Third, business fields with certain requirements that can be undertaken by all investment, including cooperatives and MSMEs. From the capital side, the government has determined that foreign investors can only invest in companies that have capital not exceed than Rp10 billion (US$714,286), excluding the value of land and buildings, and must be form a limited liability company.
To attract the capital inflows, the government provided fiscal incentives in the form of tax holidays, tax allowances, and free import duty on imports of machinery and goods and materials for the project construction. In addition, non-fiscal incentives such as business licensing, provision of supporting infrastructure, guaranteed availability of energy and raw materials, immigration, and employment.
Senior economic minister, Airlangga Hartarto, said with the “priority list” there are around 1,700 business fields opened for the investors. He said the investment list will limits foreign investment in certain business sectors to protect local firms against foreign competition. President Joko Widodo’ administration has struggled to attract more investment into the country amid sluggish economic growth and the pandemic.
The investment growth, which accounts for about a third of the country’ GDP, contracted 4.95 percent compared to a year ago, Statistics Indonesia data show. Months ago, President Joko Widodo pledged various stimulus to improve the investment climate, loosening restrictive labor laws and cutting corporate tax rates by produced the Omnibus Law for Job Creation.

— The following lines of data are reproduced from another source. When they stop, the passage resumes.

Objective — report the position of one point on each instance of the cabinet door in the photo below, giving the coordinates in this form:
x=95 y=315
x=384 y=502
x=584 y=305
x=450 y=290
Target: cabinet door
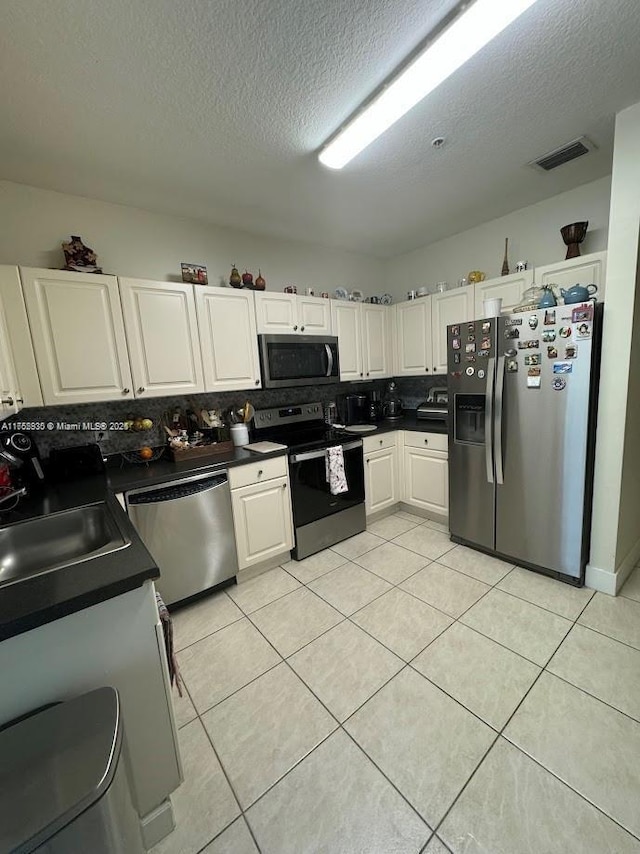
x=345 y=318
x=426 y=481
x=78 y=336
x=507 y=288
x=162 y=334
x=381 y=479
x=276 y=314
x=262 y=521
x=227 y=325
x=454 y=306
x=585 y=270
x=314 y=315
x=413 y=336
x=376 y=360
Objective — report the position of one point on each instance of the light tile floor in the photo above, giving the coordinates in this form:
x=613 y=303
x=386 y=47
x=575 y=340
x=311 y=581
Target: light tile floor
x=398 y=693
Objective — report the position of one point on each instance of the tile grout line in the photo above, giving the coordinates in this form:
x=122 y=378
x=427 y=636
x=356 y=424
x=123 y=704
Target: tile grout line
x=340 y=725
x=509 y=719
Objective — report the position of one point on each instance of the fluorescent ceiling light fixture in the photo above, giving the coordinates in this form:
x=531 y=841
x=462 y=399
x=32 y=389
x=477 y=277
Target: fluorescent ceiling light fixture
x=469 y=33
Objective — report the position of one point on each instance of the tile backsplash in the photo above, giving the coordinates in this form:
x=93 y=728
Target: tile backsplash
x=68 y=420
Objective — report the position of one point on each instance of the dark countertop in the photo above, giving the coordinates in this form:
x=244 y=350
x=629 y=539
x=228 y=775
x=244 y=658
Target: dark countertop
x=40 y=599
x=133 y=475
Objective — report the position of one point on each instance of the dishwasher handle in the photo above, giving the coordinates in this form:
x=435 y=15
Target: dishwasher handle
x=173 y=492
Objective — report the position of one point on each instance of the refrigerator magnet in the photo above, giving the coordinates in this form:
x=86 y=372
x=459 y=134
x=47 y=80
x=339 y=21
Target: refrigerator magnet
x=583 y=330
x=582 y=313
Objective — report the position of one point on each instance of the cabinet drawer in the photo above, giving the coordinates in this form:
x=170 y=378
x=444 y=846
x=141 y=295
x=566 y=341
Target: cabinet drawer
x=428 y=441
x=257 y=472
x=378 y=442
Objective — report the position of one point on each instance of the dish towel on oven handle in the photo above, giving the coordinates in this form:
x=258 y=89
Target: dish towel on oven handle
x=334 y=468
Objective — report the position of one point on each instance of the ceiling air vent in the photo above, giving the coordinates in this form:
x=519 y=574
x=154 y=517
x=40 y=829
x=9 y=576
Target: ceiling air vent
x=555 y=158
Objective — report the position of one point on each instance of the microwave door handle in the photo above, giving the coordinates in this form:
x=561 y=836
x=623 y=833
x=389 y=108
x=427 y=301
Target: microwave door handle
x=498 y=421
x=329 y=359
x=488 y=419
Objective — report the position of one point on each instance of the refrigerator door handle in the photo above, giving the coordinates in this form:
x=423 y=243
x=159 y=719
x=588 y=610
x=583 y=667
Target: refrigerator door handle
x=498 y=421
x=488 y=418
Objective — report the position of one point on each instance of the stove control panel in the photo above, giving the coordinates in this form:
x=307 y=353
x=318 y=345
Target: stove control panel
x=282 y=415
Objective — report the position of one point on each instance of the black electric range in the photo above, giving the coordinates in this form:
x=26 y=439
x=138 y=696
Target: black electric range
x=320 y=518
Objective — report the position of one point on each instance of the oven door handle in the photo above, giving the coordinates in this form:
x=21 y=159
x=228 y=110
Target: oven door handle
x=315 y=455
x=329 y=359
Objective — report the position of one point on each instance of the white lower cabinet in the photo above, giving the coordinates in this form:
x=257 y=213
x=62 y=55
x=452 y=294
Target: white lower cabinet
x=426 y=472
x=261 y=506
x=381 y=472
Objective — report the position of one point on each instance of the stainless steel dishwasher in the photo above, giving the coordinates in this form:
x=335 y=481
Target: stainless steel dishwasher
x=187 y=525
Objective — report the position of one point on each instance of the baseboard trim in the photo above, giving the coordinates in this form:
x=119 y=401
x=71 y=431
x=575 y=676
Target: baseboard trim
x=600 y=579
x=626 y=567
x=157 y=824
x=611 y=582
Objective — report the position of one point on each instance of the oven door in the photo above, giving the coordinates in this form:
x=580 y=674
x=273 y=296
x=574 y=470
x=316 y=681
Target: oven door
x=310 y=496
x=290 y=360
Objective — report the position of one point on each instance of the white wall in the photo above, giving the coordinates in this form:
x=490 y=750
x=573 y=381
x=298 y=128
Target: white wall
x=533 y=232
x=615 y=533
x=134 y=242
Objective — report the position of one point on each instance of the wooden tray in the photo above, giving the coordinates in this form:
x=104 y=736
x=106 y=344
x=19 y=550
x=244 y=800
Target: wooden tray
x=200 y=451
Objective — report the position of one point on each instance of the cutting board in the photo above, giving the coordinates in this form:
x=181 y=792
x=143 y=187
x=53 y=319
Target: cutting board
x=265 y=447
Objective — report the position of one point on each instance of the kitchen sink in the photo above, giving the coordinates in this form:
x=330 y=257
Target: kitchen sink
x=56 y=540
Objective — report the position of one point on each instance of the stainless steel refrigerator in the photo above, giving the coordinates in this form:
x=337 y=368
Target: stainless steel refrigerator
x=522 y=407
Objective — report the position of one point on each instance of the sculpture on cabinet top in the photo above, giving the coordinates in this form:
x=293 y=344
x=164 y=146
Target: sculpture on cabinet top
x=78 y=257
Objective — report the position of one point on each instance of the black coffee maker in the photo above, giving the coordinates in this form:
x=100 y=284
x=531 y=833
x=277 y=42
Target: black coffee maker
x=374 y=407
x=19 y=451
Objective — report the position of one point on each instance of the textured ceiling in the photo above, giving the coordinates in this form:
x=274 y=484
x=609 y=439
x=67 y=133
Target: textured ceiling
x=215 y=109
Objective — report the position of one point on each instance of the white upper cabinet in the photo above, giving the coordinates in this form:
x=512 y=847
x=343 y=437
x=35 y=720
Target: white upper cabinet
x=314 y=315
x=455 y=306
x=276 y=314
x=376 y=341
x=584 y=270
x=78 y=335
x=346 y=323
x=228 y=339
x=288 y=314
x=413 y=337
x=507 y=288
x=162 y=333
x=19 y=384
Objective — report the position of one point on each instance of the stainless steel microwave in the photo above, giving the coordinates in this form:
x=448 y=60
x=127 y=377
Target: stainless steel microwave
x=290 y=360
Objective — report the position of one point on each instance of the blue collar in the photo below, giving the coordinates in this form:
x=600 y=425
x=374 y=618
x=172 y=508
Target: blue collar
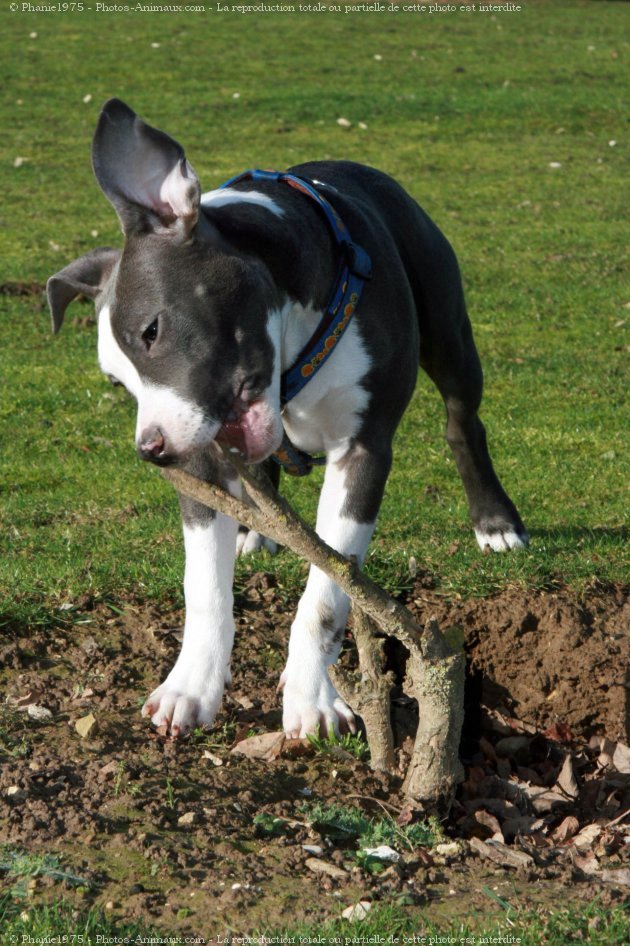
x=355 y=268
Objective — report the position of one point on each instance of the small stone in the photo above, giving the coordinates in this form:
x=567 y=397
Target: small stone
x=86 y=726
x=187 y=820
x=323 y=867
x=16 y=794
x=357 y=912
x=448 y=849
x=314 y=849
x=383 y=853
x=215 y=759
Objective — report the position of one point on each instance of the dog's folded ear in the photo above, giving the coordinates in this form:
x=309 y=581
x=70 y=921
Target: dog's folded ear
x=144 y=173
x=86 y=275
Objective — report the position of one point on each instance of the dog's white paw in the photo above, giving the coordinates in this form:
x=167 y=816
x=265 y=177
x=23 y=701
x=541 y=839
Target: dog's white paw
x=312 y=705
x=501 y=540
x=182 y=705
x=249 y=542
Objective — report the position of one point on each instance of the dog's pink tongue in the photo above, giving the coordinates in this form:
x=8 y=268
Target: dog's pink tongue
x=250 y=434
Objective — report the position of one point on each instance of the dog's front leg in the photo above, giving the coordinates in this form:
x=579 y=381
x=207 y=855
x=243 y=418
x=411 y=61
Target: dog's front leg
x=191 y=694
x=349 y=501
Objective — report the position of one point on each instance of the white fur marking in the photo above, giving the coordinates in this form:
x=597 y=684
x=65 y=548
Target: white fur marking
x=500 y=541
x=326 y=414
x=223 y=196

Indonesia needs foreign direct investment to narrow its growing current-account deficit, which is now at its biggest since the second quarter of 2014. Indonesia’ CAD widened to US$4.7 billion in 2020, an improvement from a previous year which was a deficit of $30.4 billion.
In the past, Indonesia’s FDI has mostly been in resource-related and consumer sectors, but recently the tech sector has been attracting large investments. According to Alphabet Inc’ Google and Singapore state investor Temasek Holdings Ltd., Indonesia’ internet economy is the region’ largest and fastest-growing, worth $27 billion last year and forecast to hit $100 billion by 2025.